Thanks a lot! That helped a lot. Is there documentation for the exact behavior of TFlite?
Edit: Sorry, found it

@daverim
I'm having a similar issue with the behavior of fully connected layers, even with that flag set to true. Could it be a related problem?

Colab example: https://colab.research.google.com/drive/1oD7lTTbXo434n_gZr0nN4l3sFSCvR7bA?usp=sharing

Code snippet:

'''Sanity Check'''

fc_weights_q = interpreter.get_tensor(110)
fc_weights_scale, fc_weights_zero = interpreter._get_tensor_details(110)['quantization']
fc_biases_q = interpreter.get_tensor(111)
fc_biases_scale, fc_biases_zero = interpreter._get_tensor_details(111)['quantization']

fc_weights_uq = (fc_weights_q - fc_weights_zero) * fc_weights_scale
fc_biases_uq = (fc_biases_q - fc_biases_zero) * fc_biases_scale
print('weights unquantized close: ', np.allclose(fc_weights,fc_weights_uq.T,rtol=1e-2,atol=1e-2)) # True
print('biased unquantized close: ', np.allclose(fc_biases,fc_biases_uq,rtol=1e-3,atol=1e-3)) # True


''' Test FC quantization behavior '''

fc_input_q = interpreter.get_tensor(184)
fc_input_scale, fc_input_zero = interpreter._get_tensor_details(184)['quantization']
fc_output_q = interpreter.get_tensor(185)
fc_output_scale, fc_output_zero = interpreter._get_tensor_details(185)['quantization']

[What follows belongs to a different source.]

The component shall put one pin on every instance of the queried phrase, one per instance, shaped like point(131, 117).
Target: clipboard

fc_input_uq = (fc_input_q - fc_input_zero) * fc_input_scale
fc_output_uq = (fc_output_q - fc_output_zero) * fc_output_scale

fc_output_custom = fc_input_uq @ fc_weights_uq.T + fc_biases_uq
print(np.allclose(fc_output_uq, fc_output_custom, rtol=1e-1,atol=1e-1)) # False

print(fc_output_custom[0,:10], fc_output_uq[0,:10]) # clearly not equal

Any help is much appreciated. Thanks a lot.